New CGRP Drugs are Flooding the Migraine Market—But They’re Not Making a Splash with Patients


Since May 2018, several calcitonin gene-related peptide (CGRP) inhibitors have entered the migraine field, with no fewer than seven gaining U.S. Food & Drug Administration approval for acute migraine treatment and/or prevention. Thanks to this influx of new prescription therapies, the global migraine market is expanding, with some analysts expecting to see its value soar as high as $13 billion by 2027. But if drugmakers want to realize the market’s full potential, they’re going to have to double down on raising public and provider awareness, new data shows.

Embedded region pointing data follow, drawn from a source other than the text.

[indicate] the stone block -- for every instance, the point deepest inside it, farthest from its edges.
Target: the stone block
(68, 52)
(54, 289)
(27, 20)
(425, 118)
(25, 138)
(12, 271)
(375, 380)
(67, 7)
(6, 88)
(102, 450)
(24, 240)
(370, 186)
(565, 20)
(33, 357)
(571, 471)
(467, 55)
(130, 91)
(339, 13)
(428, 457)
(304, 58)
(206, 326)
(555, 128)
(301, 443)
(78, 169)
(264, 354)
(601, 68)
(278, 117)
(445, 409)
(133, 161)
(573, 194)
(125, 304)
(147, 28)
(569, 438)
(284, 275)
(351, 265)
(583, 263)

Only about half of migraine sufferers (52%) have tried acute therapy, and only 37% have used preventive therapy, according to research from Phreesia Life Sciences, which surveyed more than 4,000 migraine patients when they checked in for their doctors’ appointments. What’s more, many patients aren’t even talking to their doctors about new migraine drugs: Among patients who have discussed migraine with their doctor, 36% have not discussed acute migraine medications, and 46% have not discussed preventive treatment options.

Those numbers point to a need for more provider education—particularly for primary care providers, many of whom may not be up to speed on the many new treatment options. Since migraine patients far outnumber headache specialists in the U.S.—in 2020, there were just 700 specialists for 39 million migraine sufferers, according to the Migraine Research Foundation—that’s an audience pharma needs to take into greater consideration.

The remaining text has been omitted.